Yank (representing the working man?) is the natural leader amongst the stokers on a transatlantic liner, where the play starts. A visit by a posh girl, an industrialists daughter who seems to regard her sojourn below deck as an exciting adventure to see another species in their natural habitat, results in her insulting him – ‘a filthy beast’. When in port in NYC, Yank’s walk on 5th Avenue is just as alien for him and, with the insult ringing in his ears, he hits out, resulting in a prison spell. Here he hears of a new union which he seeks to join on release, but his unbelievability means they think he’s a spy and reject him. He heads for the zoo where attempts to communicate with a hairy ape (filthy beast) result in tragedy.

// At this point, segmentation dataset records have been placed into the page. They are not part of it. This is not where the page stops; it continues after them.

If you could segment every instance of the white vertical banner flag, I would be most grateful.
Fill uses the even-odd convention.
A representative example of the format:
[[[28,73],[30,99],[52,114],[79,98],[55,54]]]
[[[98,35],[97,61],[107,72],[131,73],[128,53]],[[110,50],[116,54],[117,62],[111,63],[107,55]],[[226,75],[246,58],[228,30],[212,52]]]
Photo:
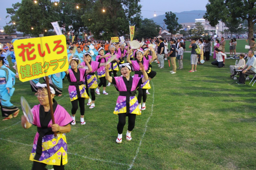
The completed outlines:
[[[55,32],[57,35],[62,35],[62,33],[61,32],[61,30],[60,29],[60,26],[59,26],[58,22],[54,22],[51,23],[53,25],[53,26],[54,29],[54,30],[55,31]]]

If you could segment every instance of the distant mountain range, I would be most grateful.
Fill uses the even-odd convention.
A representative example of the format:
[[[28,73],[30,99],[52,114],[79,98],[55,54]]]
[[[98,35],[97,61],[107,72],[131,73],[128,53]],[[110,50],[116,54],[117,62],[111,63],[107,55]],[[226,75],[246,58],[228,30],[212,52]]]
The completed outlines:
[[[195,22],[195,19],[202,18],[206,12],[205,11],[193,10],[190,11],[183,11],[174,14],[176,15],[176,17],[179,18],[178,22],[180,23],[184,22]],[[163,27],[164,19],[165,19],[165,14],[158,15],[150,19],[153,20],[154,22]],[[167,26],[165,25],[165,26],[166,29]]]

It’s nothing like his intense naturalistic dramas, and it’s not a great play, but it is fascinating if you’re interested in 20th century drama, particularly American drama, and O’Neill in particular. At Southwark Playhouse, every aspect of this production comes together to create a stunning staging – director Kate Budgen. Jean Chan’s design makes brilliant use of this atmospheric space in traverse form with a central crossing. A grill and some smoke conjours up the engine room, a pair of ropes the ship’s deck and a handful of hospital screens, rope replacing fabric, turn into seven prison cells. Crowded 5th Avenue is more crowded with each actor carrying a manequin head. Richard Howell’s lighting does much to aid these transformations, as does Tom Gibbons sound scape (the final scene, in virtual darkness, is particularly effective). The opening is also superb, as the men seem to rise as one from the bowels of the ship – this, and the rest of Lucy Cullingford’s  movement work, is outstanding.

There isn’t a fault in the casting and sometime Corrie bad boy Bill Ward is a revelation as Yank. It couldn’t be much further from his last job, Million Dollar Bash, as the only non-singing character. Here he brings huge passion and conviction to the role and the transition when he leaves his comfort zone, and his leadership position, is completely believable.

A must in my book – a fringe theatre showing how talented people can create great theatre on a shoestring. An unmissable opportunity to catch that rare species – an early 20th century play with bite.